MUMBAI: Hawkish statements from the US central bank chief on Wednesday night led to a global sell-off in stocks that also weighed on investor sentiment on Dalal Street. Sensex opened weak, remained in the red through the session and closed 964 points down at 79,218 points.
This was the first time since Nov 29 that the index closed below the psychologically important 80K mark, BSE data showed. In the last four sessions the sensex has lost a little over 2,900 points, translating to 3.6%.
On the NSE, the nifty too followed a similar path and closed 247 points lower at 23,952 points. This was nifty’s first close below the 24K mark since Nov 28, NSE data showed. In Thursday’s session selling was across the board with foreign funds again leading. At close, net selling by foreign portfolio investors (FPIs) was Rs 4,225 crore. In comparison, domestic funds were net buyers at Rs 3,943 crore, data from BSE showed.

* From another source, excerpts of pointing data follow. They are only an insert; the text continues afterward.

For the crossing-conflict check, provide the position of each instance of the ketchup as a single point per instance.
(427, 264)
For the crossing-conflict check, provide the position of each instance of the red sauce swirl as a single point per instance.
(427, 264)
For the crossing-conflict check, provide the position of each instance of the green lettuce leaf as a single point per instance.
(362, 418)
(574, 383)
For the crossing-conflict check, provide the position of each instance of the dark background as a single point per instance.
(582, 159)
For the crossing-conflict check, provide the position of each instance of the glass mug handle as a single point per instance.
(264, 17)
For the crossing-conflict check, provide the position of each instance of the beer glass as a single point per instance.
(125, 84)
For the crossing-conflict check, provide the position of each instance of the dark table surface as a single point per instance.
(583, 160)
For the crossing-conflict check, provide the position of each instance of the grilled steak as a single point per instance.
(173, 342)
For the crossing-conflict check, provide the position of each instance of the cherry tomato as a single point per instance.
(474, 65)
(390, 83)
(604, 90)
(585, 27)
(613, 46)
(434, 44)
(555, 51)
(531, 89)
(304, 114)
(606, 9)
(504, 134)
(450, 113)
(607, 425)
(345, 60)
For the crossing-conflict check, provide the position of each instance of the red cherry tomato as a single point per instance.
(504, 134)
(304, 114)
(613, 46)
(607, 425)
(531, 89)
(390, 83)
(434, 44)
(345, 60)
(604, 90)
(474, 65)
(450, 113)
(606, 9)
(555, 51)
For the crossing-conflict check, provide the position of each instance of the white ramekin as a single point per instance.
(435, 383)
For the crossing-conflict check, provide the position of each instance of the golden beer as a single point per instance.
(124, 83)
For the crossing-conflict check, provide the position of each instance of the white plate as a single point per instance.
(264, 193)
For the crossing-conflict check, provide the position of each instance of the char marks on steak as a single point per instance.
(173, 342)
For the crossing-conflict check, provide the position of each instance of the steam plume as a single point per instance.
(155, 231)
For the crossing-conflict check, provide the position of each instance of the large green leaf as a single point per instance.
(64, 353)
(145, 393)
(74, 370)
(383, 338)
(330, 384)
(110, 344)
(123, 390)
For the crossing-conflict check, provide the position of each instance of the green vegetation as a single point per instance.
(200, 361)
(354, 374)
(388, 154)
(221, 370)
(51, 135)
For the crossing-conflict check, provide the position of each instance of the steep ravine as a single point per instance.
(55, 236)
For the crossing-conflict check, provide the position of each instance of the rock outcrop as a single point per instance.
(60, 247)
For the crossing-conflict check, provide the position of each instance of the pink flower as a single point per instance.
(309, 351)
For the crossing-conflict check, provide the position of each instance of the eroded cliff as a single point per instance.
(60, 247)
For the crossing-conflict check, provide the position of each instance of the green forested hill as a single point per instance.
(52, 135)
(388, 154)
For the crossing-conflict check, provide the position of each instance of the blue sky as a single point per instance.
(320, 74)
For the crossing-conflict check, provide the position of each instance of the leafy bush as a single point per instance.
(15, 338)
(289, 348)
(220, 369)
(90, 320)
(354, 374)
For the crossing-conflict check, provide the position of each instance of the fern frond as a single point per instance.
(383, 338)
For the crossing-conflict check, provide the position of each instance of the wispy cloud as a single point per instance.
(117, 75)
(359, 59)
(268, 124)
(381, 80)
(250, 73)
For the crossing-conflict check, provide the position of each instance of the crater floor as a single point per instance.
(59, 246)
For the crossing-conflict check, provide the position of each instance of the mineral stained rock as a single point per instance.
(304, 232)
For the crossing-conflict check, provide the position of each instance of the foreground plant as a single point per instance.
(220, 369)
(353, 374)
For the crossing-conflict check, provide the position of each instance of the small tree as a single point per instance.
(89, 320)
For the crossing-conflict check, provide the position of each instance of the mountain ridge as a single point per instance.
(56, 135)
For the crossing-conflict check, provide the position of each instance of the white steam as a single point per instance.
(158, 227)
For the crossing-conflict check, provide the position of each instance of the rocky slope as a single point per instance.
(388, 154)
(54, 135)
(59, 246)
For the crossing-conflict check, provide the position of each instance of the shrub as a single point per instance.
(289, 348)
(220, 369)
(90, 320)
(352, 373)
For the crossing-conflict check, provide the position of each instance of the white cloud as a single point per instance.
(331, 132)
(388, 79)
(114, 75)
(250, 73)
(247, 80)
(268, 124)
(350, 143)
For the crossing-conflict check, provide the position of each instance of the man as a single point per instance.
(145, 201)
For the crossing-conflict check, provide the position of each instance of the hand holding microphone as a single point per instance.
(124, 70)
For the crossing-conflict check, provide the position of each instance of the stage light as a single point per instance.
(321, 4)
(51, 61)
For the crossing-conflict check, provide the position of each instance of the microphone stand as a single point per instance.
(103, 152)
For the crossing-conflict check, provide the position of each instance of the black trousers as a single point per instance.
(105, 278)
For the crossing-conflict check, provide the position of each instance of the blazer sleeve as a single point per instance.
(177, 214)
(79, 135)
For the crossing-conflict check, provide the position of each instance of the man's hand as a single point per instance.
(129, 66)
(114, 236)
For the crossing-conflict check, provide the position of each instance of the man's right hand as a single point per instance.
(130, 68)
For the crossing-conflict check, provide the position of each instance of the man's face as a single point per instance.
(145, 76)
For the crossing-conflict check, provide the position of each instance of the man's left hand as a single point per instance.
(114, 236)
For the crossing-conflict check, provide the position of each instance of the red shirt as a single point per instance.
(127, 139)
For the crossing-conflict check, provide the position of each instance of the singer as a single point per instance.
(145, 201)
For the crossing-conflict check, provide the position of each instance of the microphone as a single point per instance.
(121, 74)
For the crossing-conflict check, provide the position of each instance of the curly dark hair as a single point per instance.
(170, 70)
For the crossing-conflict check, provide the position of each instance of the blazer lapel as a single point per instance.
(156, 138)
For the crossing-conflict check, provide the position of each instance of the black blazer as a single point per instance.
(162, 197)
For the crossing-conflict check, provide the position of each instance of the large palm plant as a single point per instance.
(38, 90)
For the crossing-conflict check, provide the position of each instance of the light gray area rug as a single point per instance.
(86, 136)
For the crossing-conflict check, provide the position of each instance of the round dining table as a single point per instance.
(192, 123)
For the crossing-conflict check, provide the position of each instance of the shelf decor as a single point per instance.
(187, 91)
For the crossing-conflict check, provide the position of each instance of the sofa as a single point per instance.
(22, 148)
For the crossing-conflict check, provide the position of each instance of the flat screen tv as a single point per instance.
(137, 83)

According to Prashanth Tapse, Senior VP (Research), Mehta Equities, domestic markets tanked tracking negative global cues as benchmark indices slipped below their psychological levels. There was broad-based selling as the US Fed’s hawkish stance raised concerns over further rate cuts next year. “Rising US bond yields have pushed global currencies, including the rupee to new lows while renewed foreign fund outflows from domestic equities could prompt investors to turn risk averse,” he said.
So far in the month, foreign funds are still a net buyer. But this came mainly on the back of their investments in IPOs, market players said. Combined data from NSDL and BSE showed that in Dec, FPIs were net buyers at about Rs 18,350 crore. The day’s slide left investors poorer by Rs 3.8 lakh crore with BSE’s market capitalisation now at nearly Rs 458 lakh crore.
During the session, of the 30 sensex stocks, 27 closed in the red. ICICI Bank, Reliance and HDFC Bank contributed the most to the day’s loss.